Advances in Molecular Docking Techniques for Targeting Protein Misfolding in Neurodegenerative Diseases.

Abstract

Neurodegenerative diseases, such as Alzheimer's, Parkinson's, and Huntington's disease, represent a significant global health challenge with limited therapeutic options. Protein misfolding and aggregation, a common pathological hallmark in these disorders, have emerged as promising targets for therapeutic intervention. Molecular docking techniques have played a pivotal role in the identification and design of small molecules that can modulate protein misfolding, offering new hope for effective treatments.
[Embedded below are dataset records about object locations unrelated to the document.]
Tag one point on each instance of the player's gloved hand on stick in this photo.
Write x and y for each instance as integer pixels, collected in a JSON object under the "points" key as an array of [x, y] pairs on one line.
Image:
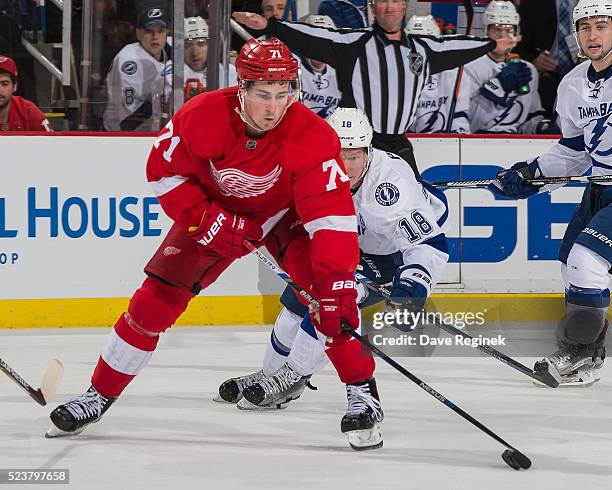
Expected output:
{"points": [[225, 232], [337, 296], [511, 182], [408, 293], [512, 76]]}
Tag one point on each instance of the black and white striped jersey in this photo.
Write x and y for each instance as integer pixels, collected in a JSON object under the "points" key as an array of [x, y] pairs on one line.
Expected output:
{"points": [[383, 78]]}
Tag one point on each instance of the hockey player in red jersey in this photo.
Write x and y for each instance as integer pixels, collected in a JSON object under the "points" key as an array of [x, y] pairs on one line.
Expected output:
{"points": [[235, 165]]}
This review provides an overview of recent advancements in molecular docking techniques for targeting protein misfolding in neurodegenerative diseases. We discuss the principles and methodologies behind molecular docking, including various scoring functions and algorithms employed for accurate ligand-protein interactions. Additionally, we explore the use of molecular dynamics simulations and machine learning approaches to enhance the precision of docking studies. Furthermore, we highlight case studies and success stories where molecular docking has contributed to the discovery of potential drug candidates for neurodegenerative diseases. These include compounds that inhibit amyloid-β aggregation in Alzheimer's disease, α-synuclein oligomerisation in Parkinson's disease, and mutant huntingtin aggregation in Huntington's disease. We also discuss the problems and restrictions of molecular docking related to neurodegenerative diseases, such as how to accurately show the flexibility of proteins and why docking results need to be confirmed by experiments. We also discuss the structural biology methods, such as cryo-electron microscopy and X-ray crystallography, and how these techniques might help in improving molecular docking studies.